I am asked to show that such an annuity for $n$ years will be expressed as,
$$\frac{2(Ia)_{\bar n|} - a_{\bar n|}-n^2u^{n+1}}{1-u}$$
where $u=\frac{1}{1+i}$ and $i$ is the annual effective interest rate.
So essentially the sum
$u+4u^2+9u^3+...+nu^n$. My idea was $u+(2u^2+2u^2)+(3u^3+3u^3+3u^3)+...$ and make a series of annuities which we are familiar with e.g. Increasing annuity, immediate annuity, but this only made it super complicated. But I can't think of any other way that might lead to solving this.
Any help? Does anyone know how to prove this?
Thanks a lot
Answer:
Let us denote such an annuity as $\bar S$.
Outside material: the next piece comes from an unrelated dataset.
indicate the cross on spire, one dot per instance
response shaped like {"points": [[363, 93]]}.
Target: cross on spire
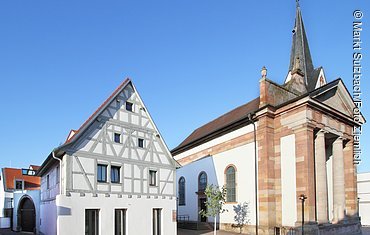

Then $$\bar S = u + 4u^2 + 9u^3 +\cdots +n^2u^n \tag{1}$$ Now multiply (1) by u ,
$$u\bar S = u^2 + 4u^3 + 9u^4 +\cdots +n^2u^{n+1} \tag{2}$$
Substract (1)-(2),
$$(1-u)\bar S = u+3u^2+5u^3+7u^4+\cdots+(2n-1)u^n - n^2u^{n+1}$$
$$(1-u)\bar S = (2u-u)+(4u^2-u^2)+(6u^3-u^3)+\cdots+(2nu^n-u^n) - n^2u^{n+1}$$
$$ (1-u)\bar S = 2(u+2u^2+3u^3+\cdots+nu^n)-(u+u^2+u^3+\cdots+u^n)-n^2u^{n+1}$$
The terms in the first bracket constitute an increasing annuuity with P = 1 and D = 1 and the terms in the next bracket constitute an immediate annuity. Thus if you rearrange terms, you get
$$(1-u)\bar S = 2(Ia)_{\bar n|} - a_{\bar n|}-n^2u^{n+1}$$
$$\bar S = \frac{2(Ia)_{\bar n|} - a_{\bar n|}-n^2u^{n+1}}{1-u}$$